For me, this was one of those wow moments! She was totally describing me!! You mean I am not the only one who forgets what the important things are and gets totally caught up in the busyness of life? I so need to remind myself to live in the here and now. I brought my kids home so that I could spend more time with them, but am I really spending time with them? So many other things pull at my thoughts that I do find myself grunting an answer or nodding politely in the hope that they will get out of my hair just so I can get the job done.

After reading this, I realize I need to make a consious effort to make my "eyes shine back" at my children, for before I know it they will be leaving the nest. So, here are Christine Field's pointers for gaining the balance that I need.
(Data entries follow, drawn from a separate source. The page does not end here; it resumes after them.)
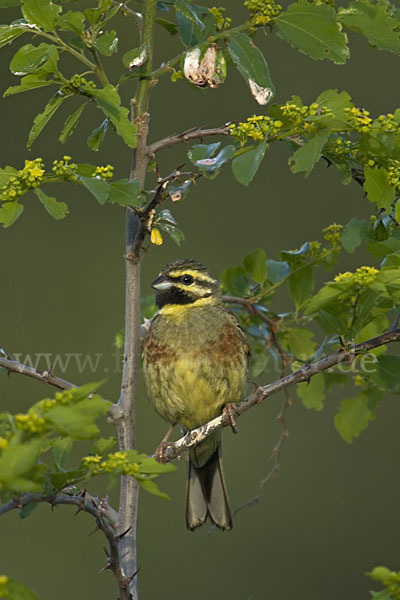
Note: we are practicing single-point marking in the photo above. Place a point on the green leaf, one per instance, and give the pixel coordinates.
(374, 21)
(378, 187)
(354, 414)
(173, 231)
(312, 28)
(8, 33)
(298, 342)
(255, 264)
(252, 65)
(245, 166)
(301, 284)
(306, 156)
(71, 123)
(168, 25)
(312, 393)
(96, 138)
(61, 449)
(41, 120)
(19, 591)
(125, 193)
(234, 281)
(99, 188)
(17, 460)
(57, 210)
(277, 270)
(353, 234)
(107, 43)
(29, 58)
(9, 213)
(150, 486)
(103, 445)
(386, 373)
(135, 57)
(29, 82)
(72, 21)
(42, 13)
(109, 101)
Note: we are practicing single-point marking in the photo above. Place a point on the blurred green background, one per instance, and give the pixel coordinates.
(332, 512)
Practical Pointers for Gaining Balance in Your Life.

Make a list of all the tasks you perform in your home, and answer the following questions for each one: (a) Which can be done only by you? (b) Which can be done only now? (c) Which will still be there to do in ten to fifteen years? Use your answers to help you decide how you should spend today. Will you regret not having spent more time with your children? There are many things that I want to do yet with my life, but my children are only children once. I will miss many great opportunities, sometimes disguised as small things, if I do not seize them now.
Find ways to "blur the lines" between your many roles. (These are found in the proceeding chapters of Field's book, so if you're really interested, you're going to have to borrow or buy your own copy). :-)
Avoid putting up artificial distinctions between schooling and home life. Your home is your children's laboratory for learning.
Stay home more often. Leave blank spots on your family social/ activities calendar. Pursue leisure activities at home as a family.
Encourage your children in productive at-home pursuits such as crafts or hobbies.
If your personal reading time is limited, go first to the Bible. You'll find more expert advice you need for life, child rearing, and education than in any best sellers.
Practice being there in every aspect of your life, no matter what role you are playing.
Focus on your mission. Remember: The world has many needs, but so does your immediate family. You are not called to meet everyone's needs.
Whatever else you do, build loving relationships with your children. Letting your children know they are loved is of far greater signifigance than any academic subject you might teach.
Homeschooling is more than a choice. It's a lifestyle. Recognizing that fact helps put the many demands on our time and our personal resources in perspective -- and may be our key to success as we manage the myriad roles of Mom Multiplied.